An e-security report by CyberSecurity Malaysia, the national cyber security specialist agency under the Communications and Digital Ministry, said last year that 648 malicious codes were reported in the country between January and November 2021.

“This was an increase of 9.3% from 593 cases reported in 2020,” said its spokesman.

Internet security company Kaspersky Southeast Asia general manager Yeo Siang Tiong said overall from June to August this year, his company detected 8,878 phishing emails containing fake QR codes.

“Such activities peaked in June with 5,063 emails. Some cyber criminals send emails allegedly from delivery companies and ask victims to pay Customs duties by scanning a QR code, purportedly to allow delivery of the items.

“Many of them were scam messages in the likeness of emails sent from genuine delivery companies.
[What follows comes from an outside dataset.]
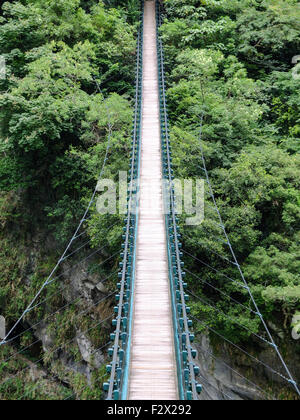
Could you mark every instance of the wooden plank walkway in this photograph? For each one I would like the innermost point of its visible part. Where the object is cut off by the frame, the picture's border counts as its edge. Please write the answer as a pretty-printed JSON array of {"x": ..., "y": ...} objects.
[{"x": 152, "y": 374}]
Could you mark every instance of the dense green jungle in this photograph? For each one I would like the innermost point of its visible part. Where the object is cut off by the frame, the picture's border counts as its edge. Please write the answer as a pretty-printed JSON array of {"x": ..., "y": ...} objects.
[{"x": 232, "y": 75}]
However, the QR code redirected victims to a fake bank card data entry page.”

He said aside from the financial losses suffered by the victims, cyber criminals also focus on identity theft as well as spread malware to the devices of the victims and their contacts.

He said this could lead to valuable information, such as bank and credit card details, being stolen and misused.

“Cyber criminals bait unsuspecting people to scan QR codes by making them believe they have received an email from the authorities about payments, summonses or compounds.”

Yeo said small businesses are more vulnerable to phishing and fake QR code scams due to their lack of financial resources and manpower to prevent cyber threats.

“Generally, consumers are the target of QR code scams, but employees can also be tricked so that cyber criminals can break into the network of an enterprise.”

To ensure the QR codes presented are not malicious, Yeo and his experts at Kaspersky suggest people install a QR scanner code app that will display the destination of the code.

The company also advised the public not to scan QR codes from obviously suspicious sources, be wary of shortened links of websites and conduct quick physical checks to ensure the original QR code has not been pasted over.

However, Yeo said advancements such as embedding a unique watermark into the QR code have been made to thwart cyber criminals.

“The government is also actively addressing fake QR codes and other scam-related incidents through the National Scam Response Centre (NSRC), a fact-checking website called and Semak Mule under the police Commercial Crime Investigation Department.”

Yeo said as more businesses are focusing on digital payments, public awareness and education about cyber threats and the risks associated with them are crucial to prevent the proliferation of such scams.

A waiter at a cafe here, who asked to be known only as Jacob, said his employer often came across fake QR codes being pasted over the cafe’s original ones.

“We put QR codes on the tables for customers to scan and place orders. Lately, we have been getting complaints that our QR codes are taking customers to websites that are not even closely related to our webpage.

“When we checked the QR codes on our tables, we noticed that fake ones were pasted over our originals.”

Jacob said the issue has been cropping up at the cafe almost every week since July when it implemented the QR code for placing orders.

“It does not help that we don’t know who is placing these fake QR codes at our cafe since it could be our customers doing so during peak hours when we are busy.

“We filed a complaint through the NSRC and it said it will look into the matter. However, as of now, there has not been any feedback, so it is up to us to be very careful.”